I am confused on this question:

For each of the following binary relations on $\Bbb R$, state whether or not the relation is an equivalence relation. If it is an equivalence relation, describe the set of equivalent classes. If it is not an equivalence relation, explain why not.

$x \sim y$ if and only if $x-y \in \Bbb Z$.
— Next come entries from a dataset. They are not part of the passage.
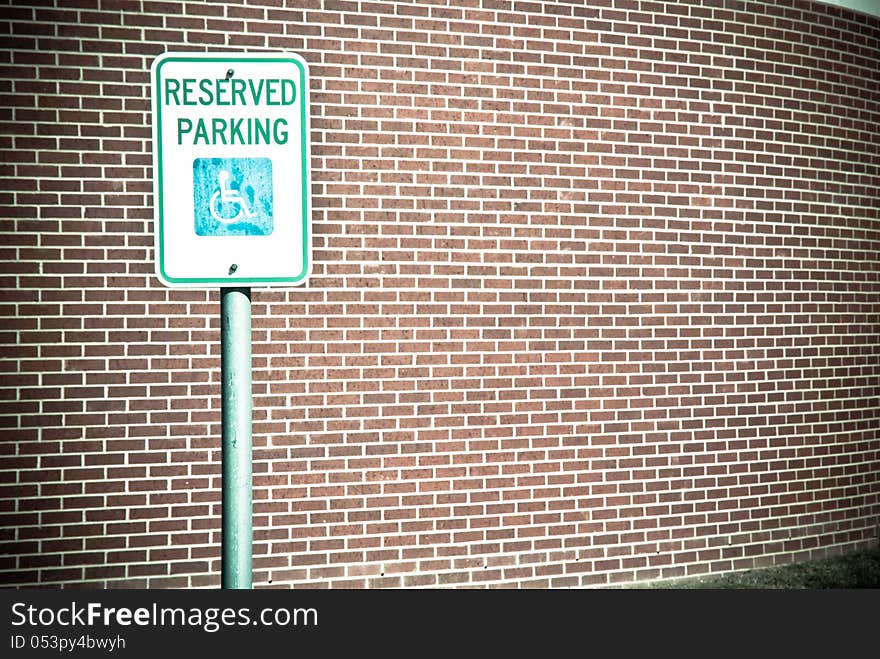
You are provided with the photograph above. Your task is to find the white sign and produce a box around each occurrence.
[152,53,311,288]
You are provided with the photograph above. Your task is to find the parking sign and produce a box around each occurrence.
[152,53,311,288]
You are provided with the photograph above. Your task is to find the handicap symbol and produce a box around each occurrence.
[208,169,256,224]
[193,158,274,236]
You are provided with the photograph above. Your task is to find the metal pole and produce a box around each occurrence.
[220,288,254,589]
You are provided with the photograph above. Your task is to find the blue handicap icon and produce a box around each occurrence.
[193,158,273,236]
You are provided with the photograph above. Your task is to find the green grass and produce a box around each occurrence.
[634,548,880,589]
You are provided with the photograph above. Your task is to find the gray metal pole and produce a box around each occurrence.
[220,288,254,589]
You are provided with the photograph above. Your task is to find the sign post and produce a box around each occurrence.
[220,288,254,588]
[151,52,311,588]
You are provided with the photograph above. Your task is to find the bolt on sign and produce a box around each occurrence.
[151,53,311,288]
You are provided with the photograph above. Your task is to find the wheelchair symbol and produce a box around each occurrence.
[208,169,256,224]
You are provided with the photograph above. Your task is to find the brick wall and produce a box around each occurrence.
[0,0,880,588]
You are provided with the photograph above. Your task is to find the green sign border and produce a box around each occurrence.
[153,53,311,287]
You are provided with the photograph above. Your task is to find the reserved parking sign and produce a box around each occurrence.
[152,53,311,288]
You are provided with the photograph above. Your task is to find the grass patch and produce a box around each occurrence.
[634,548,880,589]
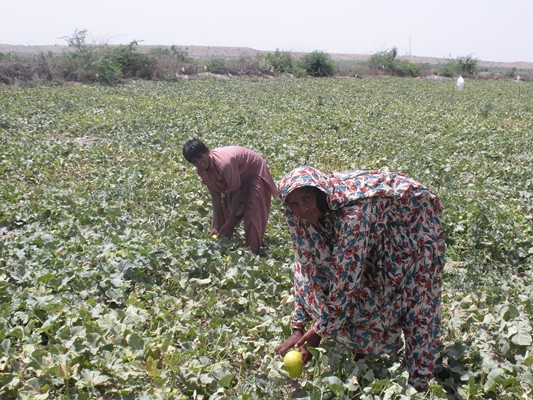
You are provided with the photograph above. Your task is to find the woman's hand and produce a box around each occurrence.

I don't get why the answer is [0,1)

  • $\begingroup$ Did you do any calculations to see if it is an equivalence relation (reflective, symmetric, and transitive)? If so, can you find any numbers that belong to the same equivalence class? $\endgroup$ – pjs36 May 29 '15 at 2:09
  • $\begingroup$ Yes, that was the first part of the question and it worked for all of three! hmm not sure I know if you use like 5.5 then it the same as .5, but not sure how to get multiple equivalence classes. $\endgroup$ – Sana Fathima May 29 '15 at 2:29
  • $\begingroup$ I'm glad it got sorted out! Just for future reference, questions generally get more positive attention if you fill in some details about what you've tried and where you're stuck, like you did in the comments here :) $\endgroup$ – pjs36 May 29 '15 at 2:59

The set $[0,1)$ is not really the set of equivalence classes, it is instead $$\big\{\{x+n:n \in \mathbb{Z}\}:x \in [0,1)\big\}.$$

It seems $e \in [0,1)$ is being used as shorthand here for the equivalence class $\{e+n:n \in \mathbb{Z}\}$.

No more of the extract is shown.